Alterations to the German Investment Tax Act (InvTA), adopted by parliament this year, have been the main factor behind falling fees for beneficial owners loaning out German stocks.
The revisions have had a “devastating effect” on German lending programmes, according to panelists at the fifth Global Investor/ISF securities finance summit in Frankfurt, with earnings slumping in the second quarter of 2016 compared to the same period last year.
Last year, Germany beat France and the UK with total lending revenues of $632m, DataLend figures show, although experts at the firm believe it is unlikely that the country will generate equivalent revenues by the end of this year. Only $225m worth of fees had been generated between January and the end of July.
“We’ve significantly reduced lending of German stocks held by our German clients,” said Holger Genuneit, director agency securities lending, Deutsche Bank at the event. “We don’t want clients to run into a fiscal disadvantage due to the tax changes.”
Under the new law, mutual/retail funds face a corporate tax rate of 15% on Germany-sourced income, including dividends, income from securities lending and repos.
There are also no tax benefits for dividends unless investors meet certain requirements under the so-called 45-day rule. In practice, it means shares must be held for 45 days before and after the dividend ex-date. During that period, the beneficial owner of the shares must bear at least 70% of the economic risk for these shares.
“Germany has taken a big hit,” added Mark Tidy, managing director, JPMorgan Agent Lending. “However, our portfolios are typically global in nature and other markets and transactions have compensated. Lending revenues in Korea, Japan and the UK, for example, are bright spots.”
John Arnesen, global head of agency lending and BNP Paribas Securities Services, admitted conditions had been difficult in Germany, adding that there is now a greater focus on exactly how trades will be structured going forward.
“We’re concentrating on developing alternative and innovative ways of generating revenue for our German clients, particularly around corporate action optimisation,” he said. “Collateral also matters more than ever before, which means accepting different types of collateral and understanding the associated risks is crucial to revenue generation.”
In contrast to the reduced lending activity, Rudolf Siebel, managing director at BVI, the German Investment Fund Association, told conference delegates that many German funds are seeing record inflows.
“The low interest environment has
forced traditional savers to become
investors by creating a need to move
out on the risk
Siebel claimed that the buyside business model had not been substantially altered by regulation. However, he added that the EU’s Securities Financing Transactions Regulation (SFTR) is causing concern among some members of the investment industry.
SFTR is part of European regulators’ clampdown on potential risks in the shadow banking system. It is, in effect, a replication of EMIR, which forced financial institutions to report details about their over-the-counter (OTC) and exchange-traded (ETD) derivative transactions to trade repositories. SFTR forces firms to report details of their securities financing transactions (SFTs), including securities lending and borrowing as well as repos.
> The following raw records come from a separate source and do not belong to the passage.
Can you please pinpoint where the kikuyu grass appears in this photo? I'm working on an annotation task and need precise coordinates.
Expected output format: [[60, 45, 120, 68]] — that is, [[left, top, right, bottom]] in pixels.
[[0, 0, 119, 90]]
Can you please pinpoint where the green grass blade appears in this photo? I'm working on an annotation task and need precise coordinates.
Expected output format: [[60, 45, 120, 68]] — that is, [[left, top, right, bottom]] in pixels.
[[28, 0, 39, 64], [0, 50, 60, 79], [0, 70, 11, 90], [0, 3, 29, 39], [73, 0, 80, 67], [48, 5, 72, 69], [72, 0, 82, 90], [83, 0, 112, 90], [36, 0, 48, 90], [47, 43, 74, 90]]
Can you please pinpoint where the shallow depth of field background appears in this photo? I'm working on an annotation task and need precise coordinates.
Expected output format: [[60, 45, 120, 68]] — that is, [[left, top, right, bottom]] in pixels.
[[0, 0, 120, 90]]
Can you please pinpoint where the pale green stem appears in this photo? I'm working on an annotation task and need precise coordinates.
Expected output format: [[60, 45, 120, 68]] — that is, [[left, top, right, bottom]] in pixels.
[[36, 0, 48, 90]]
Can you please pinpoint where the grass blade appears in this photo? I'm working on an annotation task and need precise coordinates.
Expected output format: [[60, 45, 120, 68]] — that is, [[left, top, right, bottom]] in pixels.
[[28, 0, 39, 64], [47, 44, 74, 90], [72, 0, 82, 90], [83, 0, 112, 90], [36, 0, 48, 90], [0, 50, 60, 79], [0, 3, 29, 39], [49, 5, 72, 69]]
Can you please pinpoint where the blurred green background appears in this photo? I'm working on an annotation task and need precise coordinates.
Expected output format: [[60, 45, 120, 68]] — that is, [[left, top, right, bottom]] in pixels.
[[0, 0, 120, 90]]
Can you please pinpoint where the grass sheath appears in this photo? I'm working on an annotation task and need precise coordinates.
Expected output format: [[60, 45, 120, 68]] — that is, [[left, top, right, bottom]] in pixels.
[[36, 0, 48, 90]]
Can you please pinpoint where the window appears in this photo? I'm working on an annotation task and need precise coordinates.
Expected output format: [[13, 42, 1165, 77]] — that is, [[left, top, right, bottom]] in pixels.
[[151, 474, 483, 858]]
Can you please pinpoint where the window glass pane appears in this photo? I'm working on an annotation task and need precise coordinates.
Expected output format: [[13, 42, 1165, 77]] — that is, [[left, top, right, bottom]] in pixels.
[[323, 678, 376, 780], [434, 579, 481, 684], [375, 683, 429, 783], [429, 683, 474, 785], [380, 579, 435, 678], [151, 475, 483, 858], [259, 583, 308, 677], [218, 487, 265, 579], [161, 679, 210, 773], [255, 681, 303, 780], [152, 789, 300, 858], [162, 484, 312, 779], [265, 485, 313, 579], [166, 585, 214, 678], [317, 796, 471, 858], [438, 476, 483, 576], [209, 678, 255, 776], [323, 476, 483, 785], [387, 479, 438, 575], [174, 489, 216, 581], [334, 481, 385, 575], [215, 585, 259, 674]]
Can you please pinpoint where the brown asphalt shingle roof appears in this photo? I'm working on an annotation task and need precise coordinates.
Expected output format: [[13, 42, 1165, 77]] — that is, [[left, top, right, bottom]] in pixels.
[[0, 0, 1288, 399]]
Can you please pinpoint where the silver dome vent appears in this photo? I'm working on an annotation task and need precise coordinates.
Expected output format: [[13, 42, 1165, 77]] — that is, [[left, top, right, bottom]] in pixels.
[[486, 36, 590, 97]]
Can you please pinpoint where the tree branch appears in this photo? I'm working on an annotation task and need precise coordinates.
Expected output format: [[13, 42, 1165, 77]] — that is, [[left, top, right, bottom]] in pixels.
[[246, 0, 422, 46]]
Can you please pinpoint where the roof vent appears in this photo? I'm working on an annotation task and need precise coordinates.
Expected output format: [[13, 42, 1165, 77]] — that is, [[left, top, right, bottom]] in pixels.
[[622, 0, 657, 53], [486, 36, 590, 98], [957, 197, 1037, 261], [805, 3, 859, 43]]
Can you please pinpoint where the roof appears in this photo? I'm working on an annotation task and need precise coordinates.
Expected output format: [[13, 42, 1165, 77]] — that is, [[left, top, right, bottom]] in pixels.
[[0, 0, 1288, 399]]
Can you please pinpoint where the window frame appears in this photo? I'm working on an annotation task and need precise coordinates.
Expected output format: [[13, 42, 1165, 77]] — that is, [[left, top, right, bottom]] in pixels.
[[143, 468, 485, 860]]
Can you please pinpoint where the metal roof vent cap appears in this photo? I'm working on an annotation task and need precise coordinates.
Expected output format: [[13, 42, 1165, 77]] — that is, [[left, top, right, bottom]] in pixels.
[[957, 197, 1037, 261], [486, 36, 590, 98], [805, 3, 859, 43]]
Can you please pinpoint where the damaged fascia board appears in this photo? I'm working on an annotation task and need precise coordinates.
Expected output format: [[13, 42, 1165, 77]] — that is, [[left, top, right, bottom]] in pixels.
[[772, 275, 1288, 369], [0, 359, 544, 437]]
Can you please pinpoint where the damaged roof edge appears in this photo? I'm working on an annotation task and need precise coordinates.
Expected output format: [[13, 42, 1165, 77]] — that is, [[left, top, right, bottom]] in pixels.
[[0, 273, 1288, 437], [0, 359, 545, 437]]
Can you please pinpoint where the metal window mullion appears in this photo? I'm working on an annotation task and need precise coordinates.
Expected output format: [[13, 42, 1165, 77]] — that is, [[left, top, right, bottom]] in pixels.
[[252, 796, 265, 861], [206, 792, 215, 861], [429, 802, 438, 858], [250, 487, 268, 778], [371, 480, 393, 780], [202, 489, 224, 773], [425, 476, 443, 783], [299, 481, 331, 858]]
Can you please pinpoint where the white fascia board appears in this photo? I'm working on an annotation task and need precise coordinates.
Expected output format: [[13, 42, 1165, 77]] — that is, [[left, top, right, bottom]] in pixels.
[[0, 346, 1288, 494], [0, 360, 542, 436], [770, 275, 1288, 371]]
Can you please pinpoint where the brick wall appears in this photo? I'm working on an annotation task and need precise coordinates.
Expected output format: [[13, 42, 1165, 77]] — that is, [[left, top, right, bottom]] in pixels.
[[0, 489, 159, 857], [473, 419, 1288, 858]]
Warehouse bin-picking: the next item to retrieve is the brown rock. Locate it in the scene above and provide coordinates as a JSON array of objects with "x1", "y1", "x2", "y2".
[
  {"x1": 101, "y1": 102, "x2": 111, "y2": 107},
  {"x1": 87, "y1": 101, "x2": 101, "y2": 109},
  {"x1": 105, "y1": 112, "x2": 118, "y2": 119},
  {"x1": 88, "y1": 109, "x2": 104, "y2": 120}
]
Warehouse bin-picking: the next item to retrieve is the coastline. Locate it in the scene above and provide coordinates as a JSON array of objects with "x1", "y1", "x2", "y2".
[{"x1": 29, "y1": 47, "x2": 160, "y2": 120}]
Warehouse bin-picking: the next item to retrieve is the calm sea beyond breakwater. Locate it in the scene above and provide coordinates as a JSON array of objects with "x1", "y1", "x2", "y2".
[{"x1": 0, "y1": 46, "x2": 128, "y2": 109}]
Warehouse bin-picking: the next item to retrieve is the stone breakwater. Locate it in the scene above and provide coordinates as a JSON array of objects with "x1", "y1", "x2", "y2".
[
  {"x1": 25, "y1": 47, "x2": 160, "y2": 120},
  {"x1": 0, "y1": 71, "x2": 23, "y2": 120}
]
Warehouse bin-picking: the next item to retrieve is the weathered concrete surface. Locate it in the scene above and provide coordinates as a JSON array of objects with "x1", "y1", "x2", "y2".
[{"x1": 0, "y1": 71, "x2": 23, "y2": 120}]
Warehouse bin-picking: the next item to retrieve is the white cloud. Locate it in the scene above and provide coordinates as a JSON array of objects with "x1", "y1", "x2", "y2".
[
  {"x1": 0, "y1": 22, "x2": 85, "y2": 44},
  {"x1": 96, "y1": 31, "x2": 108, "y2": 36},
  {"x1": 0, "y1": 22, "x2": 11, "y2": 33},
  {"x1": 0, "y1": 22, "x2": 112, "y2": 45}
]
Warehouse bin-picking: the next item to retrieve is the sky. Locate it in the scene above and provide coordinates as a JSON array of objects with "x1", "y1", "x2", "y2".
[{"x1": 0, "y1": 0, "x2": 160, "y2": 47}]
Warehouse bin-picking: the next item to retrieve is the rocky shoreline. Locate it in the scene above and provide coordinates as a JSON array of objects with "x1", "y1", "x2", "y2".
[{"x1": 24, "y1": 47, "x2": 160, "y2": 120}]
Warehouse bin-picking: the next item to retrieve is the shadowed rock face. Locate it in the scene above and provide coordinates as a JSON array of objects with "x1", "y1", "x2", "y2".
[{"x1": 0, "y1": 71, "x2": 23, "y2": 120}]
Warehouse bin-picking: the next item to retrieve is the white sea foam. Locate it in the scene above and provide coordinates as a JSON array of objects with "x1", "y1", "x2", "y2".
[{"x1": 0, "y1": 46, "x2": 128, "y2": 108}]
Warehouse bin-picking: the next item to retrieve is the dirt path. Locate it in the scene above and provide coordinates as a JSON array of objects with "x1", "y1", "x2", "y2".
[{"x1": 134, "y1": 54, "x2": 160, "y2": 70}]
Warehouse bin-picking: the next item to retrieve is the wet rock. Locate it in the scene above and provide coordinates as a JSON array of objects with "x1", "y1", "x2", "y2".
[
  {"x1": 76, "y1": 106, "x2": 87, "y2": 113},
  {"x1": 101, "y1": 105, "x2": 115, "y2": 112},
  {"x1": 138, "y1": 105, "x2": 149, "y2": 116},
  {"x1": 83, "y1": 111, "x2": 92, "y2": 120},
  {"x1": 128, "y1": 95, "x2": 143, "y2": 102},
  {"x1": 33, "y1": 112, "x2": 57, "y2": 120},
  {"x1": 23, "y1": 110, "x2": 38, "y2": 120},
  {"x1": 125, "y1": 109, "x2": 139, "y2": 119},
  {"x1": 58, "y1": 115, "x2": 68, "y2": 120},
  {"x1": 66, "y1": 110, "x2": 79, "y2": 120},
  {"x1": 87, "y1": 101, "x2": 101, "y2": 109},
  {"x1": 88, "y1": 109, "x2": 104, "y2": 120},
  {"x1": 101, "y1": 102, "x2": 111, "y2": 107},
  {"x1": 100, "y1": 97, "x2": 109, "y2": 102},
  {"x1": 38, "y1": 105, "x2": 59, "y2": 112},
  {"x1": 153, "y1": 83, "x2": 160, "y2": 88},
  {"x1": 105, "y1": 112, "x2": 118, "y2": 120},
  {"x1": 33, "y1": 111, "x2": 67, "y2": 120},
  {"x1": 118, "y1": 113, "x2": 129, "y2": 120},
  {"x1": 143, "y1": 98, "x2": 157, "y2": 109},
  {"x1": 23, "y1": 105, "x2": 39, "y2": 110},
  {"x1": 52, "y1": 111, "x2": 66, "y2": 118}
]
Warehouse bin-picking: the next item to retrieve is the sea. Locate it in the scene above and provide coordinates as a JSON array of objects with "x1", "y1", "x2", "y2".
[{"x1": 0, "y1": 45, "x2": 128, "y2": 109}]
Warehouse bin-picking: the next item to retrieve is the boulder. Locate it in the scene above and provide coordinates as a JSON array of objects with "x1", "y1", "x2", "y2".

“Essentially SFTR is about documentation and reporting,” Siebel said. “There are overlaps with EMIR. However, under that piece of legislation we know that reporting can go wrong. It is crucial, therefore, that various technical amendments are made to SFTR to ensure effective implementation.”
In its response to ESMA’s most recent SFTR consultation paper, BVI suggested data standards should be carefully calibrated and not be rushed. The German fund group added that the introduction of an EMIR reporting obligation should not be used as a model for SFTR as the implementation of that was very complex and burdensome due to time constraints and a lack of legal and operational certainty.
In addition, BVI noted that it might not be possible to report all relevant details, especially settlement information, on time as collateral might settle later – meaning firms won’t have all settlement details available on T+1.